Walmart has recently been awarded patents by the U.S. Patent and Trademark Office (USPTO) for AI tools that help set pricing decisions. Those patents are getting attention on social media this week as consumers worry about the future of dynamic pricing and so-called surveillance pricing, the practice of charging people different prices for the same goods and services based on their unique attributes.
One of the new patents, US-12524776-B2, includes ways for “dynamically and automatically updating item prices” on e-commerce platforms. The patent filing explains that it combines price elasticity data and predicted demand for a given item, and then an algorithm generates a “first markdown price.”
When the price elasticity data and predicted demand data aren’t available, it creates a “bounded price” that allows for a range to be chosen to set a new price on the platform.
Another patent recently granted to Walmart, US-12572954-B2, involves the use of machine learning to predict the demand of various items and recommend prices. The schematic in the filing even shows that third-party data may be used to help determine the price, a controversial practice when it’s employed by other businesses like airlines to set fares.

Walmart announced earlier this month that it had rolled out digital shelf labels that allow the company to quickly change the price consumers see in store, with the goal of every Walmart location utilizing the tech by the end of the year.

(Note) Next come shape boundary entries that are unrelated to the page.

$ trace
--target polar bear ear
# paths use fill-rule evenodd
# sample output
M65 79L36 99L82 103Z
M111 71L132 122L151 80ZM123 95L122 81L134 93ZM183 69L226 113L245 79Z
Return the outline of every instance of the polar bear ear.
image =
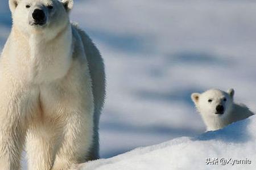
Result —
M228 90L228 94L231 96L231 97L233 98L233 97L234 97L234 89L230 88L229 90Z
M193 100L195 104L197 104L198 103L200 96L200 94L198 93L193 93L191 95L191 99Z
M9 0L9 8L11 12L13 12L18 6L19 0Z
M62 0L61 3L68 12L72 9L74 5L73 0Z

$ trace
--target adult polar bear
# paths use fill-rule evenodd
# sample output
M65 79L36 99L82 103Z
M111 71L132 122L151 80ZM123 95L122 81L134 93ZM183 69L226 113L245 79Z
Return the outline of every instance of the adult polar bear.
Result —
M0 59L0 169L68 169L98 158L102 59L71 24L72 0L9 0L13 26Z

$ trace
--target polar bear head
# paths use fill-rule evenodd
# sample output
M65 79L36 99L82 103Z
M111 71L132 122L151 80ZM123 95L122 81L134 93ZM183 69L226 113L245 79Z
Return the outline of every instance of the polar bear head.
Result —
M73 0L9 0L13 27L29 36L56 34L69 23Z
M232 109L234 94L233 89L226 92L211 89L203 94L193 93L191 98L202 116L225 117Z

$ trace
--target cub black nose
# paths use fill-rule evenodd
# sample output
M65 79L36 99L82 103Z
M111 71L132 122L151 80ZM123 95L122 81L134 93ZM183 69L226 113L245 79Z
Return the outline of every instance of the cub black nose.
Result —
M32 16L38 24L43 24L46 20L46 14L42 10L35 9Z
M223 111L224 111L224 107L222 105L218 105L216 107L217 113L223 113Z

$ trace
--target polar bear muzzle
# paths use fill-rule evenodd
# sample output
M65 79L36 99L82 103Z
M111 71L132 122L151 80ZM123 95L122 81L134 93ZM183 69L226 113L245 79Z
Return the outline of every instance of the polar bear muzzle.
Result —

The patents awarded to Walmart involve e-commerce rather than brick and mortar locations, but it’s easy to see how AI tools could be used in the future to create split-second changes to the price of goods based on any number of factors, like time of day or the number of people already in a given physical store.
Walmart didn’t respond to questions from Gizmodo emailed on Thursday, but seemed to claim to the Financial Times that the patents were “unrelated to dynamic pricing.” The logic, as best we can tell, is that one of the patents at issue “was specific to markdowns,” perhaps trying to suggest that prices would only be lowered, though it’s not clear.
The other claim was that another patent was “designed for merchant teams to make decisions, not the technology,” according to the Financial Times, which seems like a distinction without a difference when it comes to the practical reality of how this might be applied in the real world.
Hypothetically, it doesn’t really matter if a store manager or someone in a central office is pinged to give final approval for a price adjustment. That simply looks like good quality control to benefit Walmart, not a serious protection for consumers from fast-paced price changes.
At least a dozen states are considering legislation to regulate dynamic or surveillance pricing this year, though New York is the only state that has passed a law on the topic. Consumers must be notified when an algorithm and personal data have been used to set a price, something that Washington Post subscribers recently received an email about.
Democrats have introduced bills in both the Senate and the House that would ban surveillance pricing at grocery stores, but that legislation seems unlikely to pass while the Republicans control the House, the Senate, and the White House.